Select the template to be executed

Select the template to be executed when the alert is generated.image

Configure the parameters for executing the template

You can set the Template Parameters parameter to Extract Value from Message Body or Fixed Value. If you select Fixed Value, the template is executed based on the parameter values that you set. If you select Extract Value from Message Body, you can use jQuery expressions to extract values from alert message bodies.

To extract values from alert message bodies, use jQuery expressions in the $.Parameter name format. For example, the following content indicates an alert message for the Host.cpu.total metric of an Elastic Compute Service (ECS) instance:

{
    "Average": 50.15,
    "Maximum": 50.75,
    "Minimum": 49.75,
    "curLevel": "INFO",
    "instanceId": "i-bp1gn7od******qh5r12",
    "ruleName": "alarmtrigger-130920******0047-exec-de81413d******71b537",
    "timestamp": 1575970560000,
    "userId": "130920******0047"
}

To obtain the ID of the instance for which the alert is triggered, use the following expression: $.instanceId.

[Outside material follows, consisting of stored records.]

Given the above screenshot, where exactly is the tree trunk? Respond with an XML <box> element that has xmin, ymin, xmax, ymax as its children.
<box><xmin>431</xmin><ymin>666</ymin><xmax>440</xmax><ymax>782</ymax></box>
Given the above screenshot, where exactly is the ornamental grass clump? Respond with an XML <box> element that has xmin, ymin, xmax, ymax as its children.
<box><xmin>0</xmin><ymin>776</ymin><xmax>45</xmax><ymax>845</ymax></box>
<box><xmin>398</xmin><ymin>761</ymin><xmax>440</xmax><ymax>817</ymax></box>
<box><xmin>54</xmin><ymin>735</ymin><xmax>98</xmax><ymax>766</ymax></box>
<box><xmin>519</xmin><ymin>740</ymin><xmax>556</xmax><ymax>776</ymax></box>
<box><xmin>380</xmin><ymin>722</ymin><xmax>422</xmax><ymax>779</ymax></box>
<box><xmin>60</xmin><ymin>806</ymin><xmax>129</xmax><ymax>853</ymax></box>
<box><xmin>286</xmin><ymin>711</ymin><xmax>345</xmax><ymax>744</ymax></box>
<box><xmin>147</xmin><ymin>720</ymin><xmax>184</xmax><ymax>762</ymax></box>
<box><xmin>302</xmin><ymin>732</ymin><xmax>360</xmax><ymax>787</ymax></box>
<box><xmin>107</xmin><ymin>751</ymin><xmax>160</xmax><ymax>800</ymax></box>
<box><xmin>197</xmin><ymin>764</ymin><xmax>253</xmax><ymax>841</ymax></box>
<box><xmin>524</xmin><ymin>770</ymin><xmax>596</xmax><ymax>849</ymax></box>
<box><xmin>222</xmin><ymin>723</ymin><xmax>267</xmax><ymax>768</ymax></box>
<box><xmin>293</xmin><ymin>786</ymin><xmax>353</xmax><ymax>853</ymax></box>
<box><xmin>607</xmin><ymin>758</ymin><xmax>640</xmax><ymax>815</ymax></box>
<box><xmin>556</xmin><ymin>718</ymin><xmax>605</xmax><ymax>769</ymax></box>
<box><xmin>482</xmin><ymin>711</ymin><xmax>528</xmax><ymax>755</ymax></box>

The following table describes the parameters that can be extracted from alert message bodies.

Expression

Description

Example

$.timestamp

The timestamp when the alert was triggered. Unit: milliseconds.

1575970560000

$.curLevel

The level of the alert.

INFO

$.userId

The ID of the Alibaba Cloud account.

130920**0047

$.dimensionFieldName

OK indicates that the alert has been cleared. The dimension of the metric. Replace dimensionFieldName in the expression with the parameter name of the metric dimension. For example, the CPU utilization of ECS instances is monitored based on the instance ID. You can use the $.instanceId expression to extract the instance ID from alert message bodies. For more information, see the dimensions for metrics in Major metrics of Alibaba Cloud services.

N/A

The following figure shows an example of extracting values from an alert message body.

image.png

You can also set fixed parameter values for executing the template. The method is similar to that for regular templates.